As Arnaud began to soften under the warmth of this flattery, the doctor followed the servants into the yard. There was one old woman who had a particular fondness for Isabelle, whom she’d known since childhood. And she did have news, but it had come by a long and crooked route. Someone in the harbor at Fort Liberté had spoken to someone who’d brought out a load of coffee from the mountains of Vallière, and that person had passed the word to another, and so it had traveled from mouth to ear until it reached the Place Clugny in Le Cap. All was calm enough at Vallière; there had been no raids, no disturbances or revolts, and that plantation which had passed from the late Sieur de Maltrot to Choufleur was even producing a good deal of coffee now. A woman in the grand’case there was supposed to have had great trouble in childbirth, so severe that they’d had to send for the wisest leaf woman in the hills.

“Did she live? What of the child?” the doctor blurted. “Tell me, grann, was it Nanon?”

Here the old woman’s lips closed to a thin seam; she gave the doctor a canny look, but she would say no more.

That night the doctor slept uneasily, though exhausted from the last couple of days in the saddle; Toussaint had pushed them from Jacmel to Le Cap in half the time humanly possible. He kept starting awake in a flush of fear, for the child he knew (but Paul was safe at Habitation Thibodet) and for the child he might never know . . . At dawn he rose and washed and dressed and went to Government House to look for Pascal.
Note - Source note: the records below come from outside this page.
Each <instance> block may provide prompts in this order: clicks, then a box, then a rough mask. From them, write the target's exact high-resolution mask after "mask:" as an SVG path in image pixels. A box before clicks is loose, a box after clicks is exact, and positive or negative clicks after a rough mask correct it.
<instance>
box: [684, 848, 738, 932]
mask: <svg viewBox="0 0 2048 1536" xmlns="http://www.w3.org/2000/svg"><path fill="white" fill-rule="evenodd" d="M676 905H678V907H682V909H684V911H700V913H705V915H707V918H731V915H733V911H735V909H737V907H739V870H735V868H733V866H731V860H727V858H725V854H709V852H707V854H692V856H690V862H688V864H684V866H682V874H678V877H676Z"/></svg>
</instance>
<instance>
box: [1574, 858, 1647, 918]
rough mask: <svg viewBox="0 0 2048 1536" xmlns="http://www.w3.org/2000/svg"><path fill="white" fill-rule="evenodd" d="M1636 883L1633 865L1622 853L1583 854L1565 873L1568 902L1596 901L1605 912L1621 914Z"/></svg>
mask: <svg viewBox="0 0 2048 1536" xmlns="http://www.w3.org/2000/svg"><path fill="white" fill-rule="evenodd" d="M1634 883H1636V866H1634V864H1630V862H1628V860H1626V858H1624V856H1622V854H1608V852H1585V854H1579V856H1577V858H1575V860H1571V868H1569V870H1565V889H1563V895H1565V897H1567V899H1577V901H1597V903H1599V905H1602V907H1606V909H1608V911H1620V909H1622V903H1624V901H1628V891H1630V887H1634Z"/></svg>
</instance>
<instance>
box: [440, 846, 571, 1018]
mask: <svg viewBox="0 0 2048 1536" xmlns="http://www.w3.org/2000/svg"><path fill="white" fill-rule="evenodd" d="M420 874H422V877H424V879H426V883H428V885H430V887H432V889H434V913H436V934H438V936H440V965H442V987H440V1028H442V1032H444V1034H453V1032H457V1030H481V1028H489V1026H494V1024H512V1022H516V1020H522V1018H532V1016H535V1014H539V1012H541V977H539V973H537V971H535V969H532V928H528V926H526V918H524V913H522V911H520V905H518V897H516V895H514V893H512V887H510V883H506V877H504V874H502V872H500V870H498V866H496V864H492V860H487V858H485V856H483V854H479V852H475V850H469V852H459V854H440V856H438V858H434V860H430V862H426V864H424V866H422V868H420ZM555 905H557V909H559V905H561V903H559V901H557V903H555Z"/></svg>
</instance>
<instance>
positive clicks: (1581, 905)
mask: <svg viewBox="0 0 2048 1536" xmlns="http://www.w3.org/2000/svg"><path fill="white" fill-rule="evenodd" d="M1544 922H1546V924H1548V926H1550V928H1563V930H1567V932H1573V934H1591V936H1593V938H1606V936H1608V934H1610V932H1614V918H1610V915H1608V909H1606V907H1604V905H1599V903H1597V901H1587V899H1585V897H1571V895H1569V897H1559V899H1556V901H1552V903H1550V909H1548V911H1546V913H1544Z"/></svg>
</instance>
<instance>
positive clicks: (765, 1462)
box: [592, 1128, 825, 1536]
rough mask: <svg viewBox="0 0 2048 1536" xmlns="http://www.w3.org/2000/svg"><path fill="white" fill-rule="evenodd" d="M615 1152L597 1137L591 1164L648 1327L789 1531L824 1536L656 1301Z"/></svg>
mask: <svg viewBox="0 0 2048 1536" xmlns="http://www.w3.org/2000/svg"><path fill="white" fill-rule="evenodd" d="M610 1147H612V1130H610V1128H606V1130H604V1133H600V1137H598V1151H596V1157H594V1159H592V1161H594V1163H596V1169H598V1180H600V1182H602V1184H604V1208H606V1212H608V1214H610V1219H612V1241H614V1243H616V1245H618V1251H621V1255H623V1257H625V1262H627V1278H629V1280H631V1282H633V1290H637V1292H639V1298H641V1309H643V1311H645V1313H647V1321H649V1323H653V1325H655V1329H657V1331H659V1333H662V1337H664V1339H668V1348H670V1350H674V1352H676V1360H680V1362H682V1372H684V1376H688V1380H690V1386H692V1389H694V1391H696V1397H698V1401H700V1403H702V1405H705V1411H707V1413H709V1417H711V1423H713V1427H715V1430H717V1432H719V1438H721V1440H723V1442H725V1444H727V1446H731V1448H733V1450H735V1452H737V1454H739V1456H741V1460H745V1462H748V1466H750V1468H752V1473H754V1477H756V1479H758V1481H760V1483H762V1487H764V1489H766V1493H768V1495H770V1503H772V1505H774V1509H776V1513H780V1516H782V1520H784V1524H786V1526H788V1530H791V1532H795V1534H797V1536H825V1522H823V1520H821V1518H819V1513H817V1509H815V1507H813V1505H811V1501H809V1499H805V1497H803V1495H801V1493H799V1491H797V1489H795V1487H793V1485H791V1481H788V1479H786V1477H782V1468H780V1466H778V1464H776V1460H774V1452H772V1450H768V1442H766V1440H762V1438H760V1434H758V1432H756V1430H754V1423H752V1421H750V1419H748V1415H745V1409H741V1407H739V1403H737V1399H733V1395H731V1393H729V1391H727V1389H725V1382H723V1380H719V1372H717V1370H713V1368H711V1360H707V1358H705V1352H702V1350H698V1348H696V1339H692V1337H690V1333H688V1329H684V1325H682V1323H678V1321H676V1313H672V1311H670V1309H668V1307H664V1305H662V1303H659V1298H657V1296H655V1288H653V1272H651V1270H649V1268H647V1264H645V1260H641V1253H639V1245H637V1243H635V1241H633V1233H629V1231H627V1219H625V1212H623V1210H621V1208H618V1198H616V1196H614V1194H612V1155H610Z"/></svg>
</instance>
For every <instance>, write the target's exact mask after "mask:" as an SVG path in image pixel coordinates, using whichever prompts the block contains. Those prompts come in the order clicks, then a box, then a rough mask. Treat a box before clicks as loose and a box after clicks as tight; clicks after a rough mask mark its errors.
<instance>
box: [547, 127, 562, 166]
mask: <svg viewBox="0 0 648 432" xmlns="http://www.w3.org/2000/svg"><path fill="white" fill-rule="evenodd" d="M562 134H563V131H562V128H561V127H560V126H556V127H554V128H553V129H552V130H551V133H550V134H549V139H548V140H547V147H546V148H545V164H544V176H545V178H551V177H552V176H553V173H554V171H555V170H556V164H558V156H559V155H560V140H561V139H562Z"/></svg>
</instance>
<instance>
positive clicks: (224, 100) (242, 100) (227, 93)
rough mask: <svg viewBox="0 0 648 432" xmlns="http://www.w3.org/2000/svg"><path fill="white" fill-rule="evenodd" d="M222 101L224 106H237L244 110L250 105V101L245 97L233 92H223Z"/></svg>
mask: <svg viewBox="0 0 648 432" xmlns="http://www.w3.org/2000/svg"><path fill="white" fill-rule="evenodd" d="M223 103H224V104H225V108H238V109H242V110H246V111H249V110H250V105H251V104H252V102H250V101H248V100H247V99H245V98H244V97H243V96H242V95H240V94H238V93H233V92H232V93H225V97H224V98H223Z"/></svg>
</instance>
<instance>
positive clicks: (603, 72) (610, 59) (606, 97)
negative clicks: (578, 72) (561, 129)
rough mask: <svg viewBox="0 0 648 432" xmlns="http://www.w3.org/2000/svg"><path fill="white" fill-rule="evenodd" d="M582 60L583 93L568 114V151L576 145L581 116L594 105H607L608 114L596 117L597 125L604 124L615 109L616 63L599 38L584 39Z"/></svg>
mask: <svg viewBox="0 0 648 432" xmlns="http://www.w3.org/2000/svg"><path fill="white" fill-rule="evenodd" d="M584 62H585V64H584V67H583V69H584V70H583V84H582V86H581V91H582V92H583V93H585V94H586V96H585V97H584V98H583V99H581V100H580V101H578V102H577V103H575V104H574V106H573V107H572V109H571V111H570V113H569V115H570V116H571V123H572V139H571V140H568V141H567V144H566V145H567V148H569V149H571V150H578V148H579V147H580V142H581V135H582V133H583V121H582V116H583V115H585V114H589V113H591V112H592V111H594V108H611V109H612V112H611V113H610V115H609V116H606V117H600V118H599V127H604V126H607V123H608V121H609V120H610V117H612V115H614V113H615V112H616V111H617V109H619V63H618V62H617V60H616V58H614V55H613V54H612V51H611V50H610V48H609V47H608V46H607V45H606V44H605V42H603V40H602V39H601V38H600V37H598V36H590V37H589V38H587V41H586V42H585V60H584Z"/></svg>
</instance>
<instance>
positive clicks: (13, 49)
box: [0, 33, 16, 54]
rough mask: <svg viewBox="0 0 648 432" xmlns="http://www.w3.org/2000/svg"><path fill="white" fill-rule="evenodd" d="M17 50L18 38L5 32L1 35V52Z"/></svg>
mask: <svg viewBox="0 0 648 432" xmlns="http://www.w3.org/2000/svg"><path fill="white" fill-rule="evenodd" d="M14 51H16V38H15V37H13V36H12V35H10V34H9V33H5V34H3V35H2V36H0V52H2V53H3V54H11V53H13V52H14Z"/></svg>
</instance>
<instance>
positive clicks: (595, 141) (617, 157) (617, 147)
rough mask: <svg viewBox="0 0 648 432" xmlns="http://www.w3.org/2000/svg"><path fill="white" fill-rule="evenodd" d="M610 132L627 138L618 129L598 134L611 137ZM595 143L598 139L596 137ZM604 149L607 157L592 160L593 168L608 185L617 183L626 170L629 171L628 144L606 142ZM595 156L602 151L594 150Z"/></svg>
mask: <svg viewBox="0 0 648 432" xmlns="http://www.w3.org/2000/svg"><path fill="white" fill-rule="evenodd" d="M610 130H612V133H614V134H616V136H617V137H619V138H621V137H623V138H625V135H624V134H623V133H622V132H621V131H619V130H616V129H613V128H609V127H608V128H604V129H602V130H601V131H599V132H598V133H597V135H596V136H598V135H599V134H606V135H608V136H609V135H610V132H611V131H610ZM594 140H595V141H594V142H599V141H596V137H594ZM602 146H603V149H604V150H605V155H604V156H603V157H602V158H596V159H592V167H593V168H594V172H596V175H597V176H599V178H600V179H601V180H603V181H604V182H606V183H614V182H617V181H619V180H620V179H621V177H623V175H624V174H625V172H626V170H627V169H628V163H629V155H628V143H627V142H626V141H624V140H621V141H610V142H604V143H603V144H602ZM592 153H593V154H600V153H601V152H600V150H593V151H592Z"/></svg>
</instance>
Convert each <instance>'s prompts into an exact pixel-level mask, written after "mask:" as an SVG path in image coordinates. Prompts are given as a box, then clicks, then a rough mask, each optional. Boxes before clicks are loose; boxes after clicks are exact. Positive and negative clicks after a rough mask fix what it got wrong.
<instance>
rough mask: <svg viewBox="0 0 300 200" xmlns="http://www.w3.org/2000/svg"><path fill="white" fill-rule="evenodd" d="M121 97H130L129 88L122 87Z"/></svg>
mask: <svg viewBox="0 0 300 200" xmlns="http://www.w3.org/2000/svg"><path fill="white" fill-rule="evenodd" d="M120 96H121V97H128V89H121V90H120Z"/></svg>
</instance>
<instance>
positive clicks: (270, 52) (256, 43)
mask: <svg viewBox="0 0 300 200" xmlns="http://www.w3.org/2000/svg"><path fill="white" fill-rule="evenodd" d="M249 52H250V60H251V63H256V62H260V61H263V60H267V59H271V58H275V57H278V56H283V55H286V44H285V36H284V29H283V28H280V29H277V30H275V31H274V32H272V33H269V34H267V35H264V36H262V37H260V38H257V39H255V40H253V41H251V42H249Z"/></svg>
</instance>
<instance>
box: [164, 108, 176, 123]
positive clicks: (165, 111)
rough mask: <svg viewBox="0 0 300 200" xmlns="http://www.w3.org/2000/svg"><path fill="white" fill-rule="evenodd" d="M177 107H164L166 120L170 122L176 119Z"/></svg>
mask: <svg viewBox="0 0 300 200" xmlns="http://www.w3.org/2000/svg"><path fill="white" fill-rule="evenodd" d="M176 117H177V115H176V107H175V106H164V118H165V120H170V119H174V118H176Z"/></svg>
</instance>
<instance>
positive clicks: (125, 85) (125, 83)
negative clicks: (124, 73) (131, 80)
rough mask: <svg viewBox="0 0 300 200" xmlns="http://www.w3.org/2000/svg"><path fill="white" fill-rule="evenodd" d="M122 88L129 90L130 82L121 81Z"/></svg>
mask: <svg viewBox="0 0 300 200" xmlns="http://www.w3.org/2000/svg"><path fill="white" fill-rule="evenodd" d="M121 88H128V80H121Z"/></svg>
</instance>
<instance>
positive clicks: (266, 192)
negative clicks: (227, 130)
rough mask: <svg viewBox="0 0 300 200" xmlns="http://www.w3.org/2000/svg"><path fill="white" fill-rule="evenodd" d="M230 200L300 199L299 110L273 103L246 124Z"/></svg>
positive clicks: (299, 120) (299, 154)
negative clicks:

“There are three of them this time,” Pascal advised him. They strolled the avenue by Government House, keeping their distance from others on the promenade. “General Michel, Julien Raimond whom you know, and Colonel Vincent.”

“The engineer,” the doctor said. “I know him too.”

“They landed in Spanish Santo Domingo,” Pascal said. “When they crossed the border they were arrested!—by Moyse, I believe.